イスラエルが占領する西岸や東エルサレムでは、同国政府の入植住宅建設計画などに反発するパレスチナ人とイスラエル治安部隊の衝突が相次いでいる。死者が出たことで騒動が広がる恐れがあり、米仲介のパレスチナ和平交渉に影響が出る可能性もある。

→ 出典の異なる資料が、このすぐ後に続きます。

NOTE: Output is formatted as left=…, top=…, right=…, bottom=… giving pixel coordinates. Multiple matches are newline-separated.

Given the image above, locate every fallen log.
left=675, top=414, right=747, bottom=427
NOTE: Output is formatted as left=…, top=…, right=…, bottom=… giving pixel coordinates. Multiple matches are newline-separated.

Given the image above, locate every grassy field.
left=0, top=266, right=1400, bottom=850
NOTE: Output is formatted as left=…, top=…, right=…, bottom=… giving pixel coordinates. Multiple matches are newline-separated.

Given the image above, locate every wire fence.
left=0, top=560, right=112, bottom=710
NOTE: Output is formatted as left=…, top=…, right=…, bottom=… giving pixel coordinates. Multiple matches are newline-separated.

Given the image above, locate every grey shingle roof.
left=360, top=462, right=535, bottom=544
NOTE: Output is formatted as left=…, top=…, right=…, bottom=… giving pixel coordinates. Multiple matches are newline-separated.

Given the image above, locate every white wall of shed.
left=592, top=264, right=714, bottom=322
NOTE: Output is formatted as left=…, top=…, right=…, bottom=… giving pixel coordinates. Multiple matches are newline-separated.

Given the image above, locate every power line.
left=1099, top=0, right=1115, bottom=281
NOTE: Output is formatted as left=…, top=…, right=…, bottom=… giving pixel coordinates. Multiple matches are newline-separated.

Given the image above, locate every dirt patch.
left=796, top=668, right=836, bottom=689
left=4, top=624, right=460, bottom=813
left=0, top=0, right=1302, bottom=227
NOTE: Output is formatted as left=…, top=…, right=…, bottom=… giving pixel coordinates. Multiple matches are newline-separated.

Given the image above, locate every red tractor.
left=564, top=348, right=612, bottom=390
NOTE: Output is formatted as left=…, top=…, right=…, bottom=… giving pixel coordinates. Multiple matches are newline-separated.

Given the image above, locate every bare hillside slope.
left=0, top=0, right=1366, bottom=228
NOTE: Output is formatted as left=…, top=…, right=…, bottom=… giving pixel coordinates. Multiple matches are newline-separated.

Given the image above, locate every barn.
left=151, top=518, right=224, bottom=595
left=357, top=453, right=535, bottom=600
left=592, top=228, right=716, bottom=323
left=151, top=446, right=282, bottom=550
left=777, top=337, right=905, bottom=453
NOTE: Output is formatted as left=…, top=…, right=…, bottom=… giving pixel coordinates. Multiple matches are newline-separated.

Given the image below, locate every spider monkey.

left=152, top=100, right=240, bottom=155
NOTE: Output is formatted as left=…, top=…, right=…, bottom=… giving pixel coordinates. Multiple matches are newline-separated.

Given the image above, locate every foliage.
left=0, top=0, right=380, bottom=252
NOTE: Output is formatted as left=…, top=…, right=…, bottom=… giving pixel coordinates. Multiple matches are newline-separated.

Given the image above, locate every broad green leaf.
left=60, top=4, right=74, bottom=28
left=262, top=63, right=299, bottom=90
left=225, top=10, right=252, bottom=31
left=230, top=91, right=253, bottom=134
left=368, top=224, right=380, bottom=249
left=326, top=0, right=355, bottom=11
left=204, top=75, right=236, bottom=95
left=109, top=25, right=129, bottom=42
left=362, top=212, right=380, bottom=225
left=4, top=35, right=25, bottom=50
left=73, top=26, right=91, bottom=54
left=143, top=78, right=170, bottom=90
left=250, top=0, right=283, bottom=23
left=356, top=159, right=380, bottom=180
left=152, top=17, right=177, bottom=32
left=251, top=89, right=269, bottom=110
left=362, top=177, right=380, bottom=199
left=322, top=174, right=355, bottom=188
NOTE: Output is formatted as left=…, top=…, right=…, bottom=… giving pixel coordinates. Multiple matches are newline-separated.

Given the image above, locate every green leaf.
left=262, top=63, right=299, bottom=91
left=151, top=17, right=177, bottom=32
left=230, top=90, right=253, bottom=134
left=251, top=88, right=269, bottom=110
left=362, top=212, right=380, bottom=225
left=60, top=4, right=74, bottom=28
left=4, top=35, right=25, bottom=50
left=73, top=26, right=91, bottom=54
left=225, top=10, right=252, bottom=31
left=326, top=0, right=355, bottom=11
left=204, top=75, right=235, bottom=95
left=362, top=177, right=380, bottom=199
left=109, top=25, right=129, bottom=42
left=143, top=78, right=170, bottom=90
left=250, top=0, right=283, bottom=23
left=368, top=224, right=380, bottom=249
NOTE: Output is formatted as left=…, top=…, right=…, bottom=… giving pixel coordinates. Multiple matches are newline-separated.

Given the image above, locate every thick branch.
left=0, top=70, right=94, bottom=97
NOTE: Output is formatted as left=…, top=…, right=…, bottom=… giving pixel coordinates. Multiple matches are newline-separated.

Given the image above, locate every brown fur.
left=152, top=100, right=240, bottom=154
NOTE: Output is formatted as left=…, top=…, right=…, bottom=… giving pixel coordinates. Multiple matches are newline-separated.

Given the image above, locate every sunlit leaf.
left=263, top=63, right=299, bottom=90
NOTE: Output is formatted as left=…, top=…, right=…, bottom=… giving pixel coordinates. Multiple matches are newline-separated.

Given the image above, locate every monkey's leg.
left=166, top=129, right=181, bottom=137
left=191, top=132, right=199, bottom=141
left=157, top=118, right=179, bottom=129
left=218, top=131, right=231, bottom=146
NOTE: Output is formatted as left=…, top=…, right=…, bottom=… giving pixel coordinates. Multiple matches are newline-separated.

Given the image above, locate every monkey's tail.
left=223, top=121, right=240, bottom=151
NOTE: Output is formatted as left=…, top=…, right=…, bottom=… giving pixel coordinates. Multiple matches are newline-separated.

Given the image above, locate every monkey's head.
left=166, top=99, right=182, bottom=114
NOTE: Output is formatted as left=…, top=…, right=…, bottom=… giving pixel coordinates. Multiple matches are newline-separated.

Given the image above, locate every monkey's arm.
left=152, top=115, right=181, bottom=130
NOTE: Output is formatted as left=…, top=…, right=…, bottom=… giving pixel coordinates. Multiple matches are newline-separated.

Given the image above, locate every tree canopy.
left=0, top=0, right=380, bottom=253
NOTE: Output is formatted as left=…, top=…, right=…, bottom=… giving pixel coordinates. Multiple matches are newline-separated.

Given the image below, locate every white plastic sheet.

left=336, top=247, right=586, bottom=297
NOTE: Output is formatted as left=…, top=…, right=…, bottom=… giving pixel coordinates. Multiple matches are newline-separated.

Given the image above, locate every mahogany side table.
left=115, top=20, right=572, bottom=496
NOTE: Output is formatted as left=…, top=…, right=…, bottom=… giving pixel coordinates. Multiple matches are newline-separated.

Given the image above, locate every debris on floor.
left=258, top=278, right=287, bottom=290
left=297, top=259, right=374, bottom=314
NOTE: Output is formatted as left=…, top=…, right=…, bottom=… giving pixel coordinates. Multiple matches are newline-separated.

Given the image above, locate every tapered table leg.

20日午後、ユダヤ人入植地に反対するパレスチナ人と同軍が衝突し10代の少年2人が死亡。2人が搬送された病院の医師によると、1人は胸部を撃たれ、もう1人は頭部に銃弾が残っていたという。21日には、パレスチナ人2人がイスラエル兵に射殺された。
イスラエル軍は20日の衝突について、「暴動を鎮圧するためにゴム弾を使用した」とする声明を発表し、実弾の使用を否定した。ただ、衝突時の状況を調査するとしている。21日の事件は「パトロール中の兵士をパレスチナ人が刺そうとしたので発砲した」と説明した。
アッバス・パレスチナ自治政府議長は市民に自制を促しているが、西岸や東エルサレムだけでなく自治区ガザの武装勢力も動き出している。パレスチナ解放機構(PLO)の幹部の一人は、「イスラエルの挑発行為が続けば、インティファーダ(対イスラエル民衆蜂起)につながる恐れがある」と指摘する。
パレスチナ和平を促すため西岸を訪問した潘基文(パン・ギムン)国連事務総長は20日、自治区ラマラで会見し、「占領地での入植活動は違法」と指摘して、イスラエル政府に入植を停止するよう訴えた。